The work of correcting EEBO-TCP texts is formidable. MoEML‘s work with EEBO-TCP’s XML files shows that transcribers need to supply gaps, capture forme work, correct mis-transcriptions, and restore early modern typographical habits and idiosyncracies.  Only with many partners working in coordination will we be able to establish an accurate corpus suitable for text mining, copy-text editing, and critical editions. We might think of such work in terms of a “catch-tag-release” model, whereby various entities “catch” EEBO-TCP texts from the data stream, “tag” them in TEI Simple (developed by Mueller), correct both tagging and transcriptions through teams of emerging scholars, and then “release” the texts back into the scholarly wilds. Mueller has already described how a corrective tagging process might work, and the Folger’s Digital Anthology project prototypes a repository environment that will allows us to release texts back into the wild.
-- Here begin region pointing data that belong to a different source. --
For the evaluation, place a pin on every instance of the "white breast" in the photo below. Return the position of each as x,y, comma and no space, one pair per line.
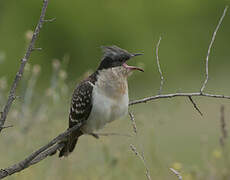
108,104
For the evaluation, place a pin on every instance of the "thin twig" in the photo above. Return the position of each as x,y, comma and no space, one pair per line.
210,47
142,158
224,132
98,134
24,60
159,67
176,173
133,123
49,20
195,106
165,96
5,127
38,155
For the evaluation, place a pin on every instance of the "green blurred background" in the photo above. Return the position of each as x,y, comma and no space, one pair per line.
171,132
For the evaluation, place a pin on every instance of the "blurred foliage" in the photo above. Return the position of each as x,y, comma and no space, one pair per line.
83,26
171,132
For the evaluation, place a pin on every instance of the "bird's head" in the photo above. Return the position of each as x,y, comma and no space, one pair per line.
117,57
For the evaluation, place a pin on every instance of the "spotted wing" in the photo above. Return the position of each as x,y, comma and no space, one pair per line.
81,104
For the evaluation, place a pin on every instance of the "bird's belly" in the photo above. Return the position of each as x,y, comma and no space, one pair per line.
105,110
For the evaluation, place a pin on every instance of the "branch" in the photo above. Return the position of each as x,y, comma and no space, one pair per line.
189,95
24,60
195,106
164,96
210,47
40,154
142,158
54,145
224,132
159,67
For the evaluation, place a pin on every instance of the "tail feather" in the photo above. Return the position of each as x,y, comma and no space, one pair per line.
69,144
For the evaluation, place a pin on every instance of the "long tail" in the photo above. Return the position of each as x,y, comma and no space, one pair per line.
70,143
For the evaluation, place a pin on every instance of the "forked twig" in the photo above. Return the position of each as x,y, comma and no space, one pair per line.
24,60
210,47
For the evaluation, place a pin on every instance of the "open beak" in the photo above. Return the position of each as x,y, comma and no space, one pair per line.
131,68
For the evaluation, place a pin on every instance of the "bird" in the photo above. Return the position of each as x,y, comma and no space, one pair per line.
100,98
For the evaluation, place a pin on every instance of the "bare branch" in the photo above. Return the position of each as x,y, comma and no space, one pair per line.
176,173
159,67
37,49
19,74
142,158
49,20
164,96
40,154
195,106
133,122
224,132
5,127
210,47
98,134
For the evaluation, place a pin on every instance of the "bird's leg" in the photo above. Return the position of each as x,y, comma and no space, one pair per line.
94,135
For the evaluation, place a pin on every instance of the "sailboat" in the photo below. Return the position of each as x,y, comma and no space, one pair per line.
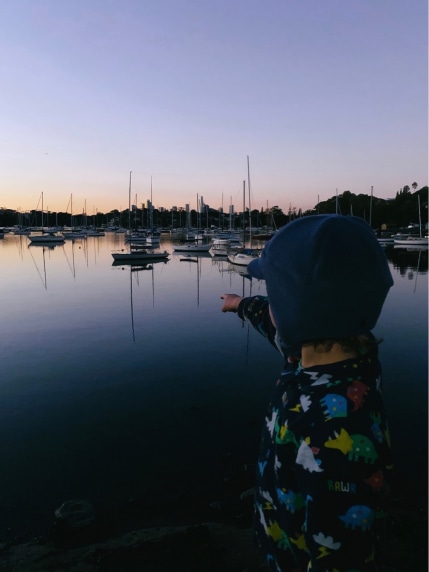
50,237
413,241
73,234
244,256
137,255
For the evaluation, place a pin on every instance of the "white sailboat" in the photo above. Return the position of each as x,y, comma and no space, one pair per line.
50,237
245,256
137,255
413,241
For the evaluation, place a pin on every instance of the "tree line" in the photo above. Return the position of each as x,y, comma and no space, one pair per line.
395,213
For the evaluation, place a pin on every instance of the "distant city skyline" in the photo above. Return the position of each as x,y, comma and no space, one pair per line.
320,96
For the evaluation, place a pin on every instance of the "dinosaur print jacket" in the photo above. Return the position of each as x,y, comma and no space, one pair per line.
324,463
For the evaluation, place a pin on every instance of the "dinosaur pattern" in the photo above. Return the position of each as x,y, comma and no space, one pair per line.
324,463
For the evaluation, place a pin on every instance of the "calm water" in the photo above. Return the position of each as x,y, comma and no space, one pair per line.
120,384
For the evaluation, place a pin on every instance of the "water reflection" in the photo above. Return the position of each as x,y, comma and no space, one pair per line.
405,260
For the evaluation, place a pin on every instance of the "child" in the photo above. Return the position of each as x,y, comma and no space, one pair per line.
325,457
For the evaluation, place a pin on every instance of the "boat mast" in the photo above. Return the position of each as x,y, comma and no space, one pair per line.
129,204
244,212
250,210
370,208
420,217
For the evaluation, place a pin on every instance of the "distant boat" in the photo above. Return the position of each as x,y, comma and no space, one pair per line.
139,256
411,240
242,258
189,248
46,238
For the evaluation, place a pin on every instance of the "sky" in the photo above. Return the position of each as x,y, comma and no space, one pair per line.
315,96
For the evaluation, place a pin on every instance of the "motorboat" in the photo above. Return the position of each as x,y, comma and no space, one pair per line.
242,258
139,255
46,238
191,248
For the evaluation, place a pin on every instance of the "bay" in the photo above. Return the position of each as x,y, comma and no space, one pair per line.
124,383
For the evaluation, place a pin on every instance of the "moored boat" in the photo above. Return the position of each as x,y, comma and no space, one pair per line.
139,255
189,248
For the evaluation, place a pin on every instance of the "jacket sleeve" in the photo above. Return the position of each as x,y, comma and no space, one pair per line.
255,310
345,490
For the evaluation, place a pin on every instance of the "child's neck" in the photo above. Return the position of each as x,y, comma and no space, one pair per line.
311,356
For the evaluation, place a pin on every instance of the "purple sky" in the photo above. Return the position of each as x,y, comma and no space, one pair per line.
320,94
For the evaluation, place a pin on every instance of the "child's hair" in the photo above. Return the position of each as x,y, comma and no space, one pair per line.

We also need to capture corrective work that has already been done, such as the ISE‘s transcriptions of the quarto and folio transcriptions of Shakespeare’s plays. These transcriptions are highly accurate, having been double-keyed by research assistants, carefully checked by the play editors, and peer reviewed. Their markup predates the development of XML or TEI, but can be dynamically converted (with some effort) into TEI Simple for general “release” alongside other EEBO-TCP transcriptions. From this stage, we can use various XSLT scenarios to convert the TEI Simple both into the plaintext suitable for corpus-wide analyses and into a variety of XML forms suitable for web publication and further editorial work.  The limitations of EEBO-TCP transcriptions and the effort required to correct them should make us mindful of the effect of “unevenness” across the corpus. The ISE proposes to replace reasonably good EEBO-TCP transcriptions of Shakespeare’s play with excellent transcriptions. But what of the texts in which SAA members are less invested? Some of them have error rates of two or more errors per line. Which will we correct first? Will we bestow as much care and time on them as we have on Shakespeare? How will our answers to those questions affect the results of distant reading and data mining exercises?